Pickup is just as easy. Drive on over to Odd Duck (that address again: 2352 S. Kinnickinnic Ave.) and park your vehicle in one of the reserved spots immediately outside the restaurant. When your pickup time arrives, you’ll receive a text message like this:
Soon after, someone will emerge from Odd Duck and hand you your food. Easy! Maybe it’ll even be Chef Ross Bachhuber himself! If it is, tell him that the author of this piece thinks this song is the best song he ever wrote, and that this ridiculous cover still brings a smile to his face.
Tired of living on a steady diet of frozen pizzas, corn dogs, and Chicken in a Biskit? (Just us?) Need a temporary respite from an existence filled with dreary sameness and a nagging feeling that things will only get worse? (Just us?) Feel like feeling…normal again? Then Odd Duck carryout is for you.
The restaurant’s always-excellent charcuterie and cheese boards ($20-$30) are served in roomy plastic containers, and come complete with grainy mustard, sweet pickles, roasted nuts, and bread. Soups ($8-$15) come in either 16 oz. or 32 oz. containers. Salads are available, too ($10-$11), as are snacks like mixed nuts and beet pickled eggs ($5). Munching and sharing all of the above will make you feel like you’re in the cozy, candlelit confines of Odd Duck, and not your harshly lit dining room overflowing with laundry and old electronics and a giant dollhouse filled with enough Barbies and Frozen figures to stock an entire aisle at Walmart. (Just us?)
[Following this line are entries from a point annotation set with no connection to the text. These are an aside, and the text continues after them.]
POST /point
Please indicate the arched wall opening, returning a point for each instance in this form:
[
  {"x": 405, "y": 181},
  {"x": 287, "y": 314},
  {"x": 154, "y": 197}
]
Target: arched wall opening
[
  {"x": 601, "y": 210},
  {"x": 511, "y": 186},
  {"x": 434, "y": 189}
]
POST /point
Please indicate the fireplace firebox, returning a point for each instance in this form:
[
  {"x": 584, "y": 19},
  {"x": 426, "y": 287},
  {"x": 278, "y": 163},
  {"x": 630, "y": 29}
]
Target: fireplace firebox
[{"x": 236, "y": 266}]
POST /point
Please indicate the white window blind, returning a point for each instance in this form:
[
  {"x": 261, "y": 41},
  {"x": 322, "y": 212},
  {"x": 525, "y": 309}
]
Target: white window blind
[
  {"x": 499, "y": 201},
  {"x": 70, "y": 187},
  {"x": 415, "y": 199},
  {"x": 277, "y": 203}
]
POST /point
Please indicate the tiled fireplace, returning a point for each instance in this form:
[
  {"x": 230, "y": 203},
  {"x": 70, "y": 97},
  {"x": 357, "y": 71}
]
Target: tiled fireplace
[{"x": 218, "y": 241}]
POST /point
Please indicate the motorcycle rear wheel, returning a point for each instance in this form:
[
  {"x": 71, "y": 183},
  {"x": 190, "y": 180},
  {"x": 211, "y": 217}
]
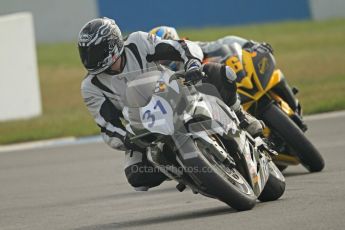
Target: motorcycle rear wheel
[
  {"x": 275, "y": 185},
  {"x": 282, "y": 125}
]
And then there are those small plates, all as expertly conceived and delectable as you remember. Some Odd Duck favorites are here, including the forever-awesome Aloo Gobi ($12) and the Beef Short Rib Carbonnade Flamande ($15). The House Chorizo Verde ($12) is excellent, and the brand new Duck Confit Emmoladas ($14) are amazing—if you can put in an order before they’re sold out.
And don’t forget about dessert (currently available: Pumpkin Spice Cheesecake, $5) and Odd Duck’s more-than-generous selection of wine, beer, and cocktails. Ordering a ton of booze goes a long way in helping small restaurants like Odd Duck during these trying times, so go ahead and do that. And, again, tip generously.
Want to support Odd Duck on those miserable days when you’re not getting carryout? Then check out the restaurant’s store, which includes everything from T-shirts and sweatshirts ($22-$27) to tote bags and locally made soy candles ($15).
And of course, please do whatever you can for every Milwaukee restaurant you love and cherish. They don’t exist in a vacuum.
“In the best of the times, the service industry in Milwaukee really supports one another,” Buchholz said back in April. “It’s a really collaborative city for this industry, which is actually not normal across all cities. But Milwaukee hospitality and restaurant owners, managers, and staff, a lot of us know each other. We have a big network and we’re always willing to help each other out.”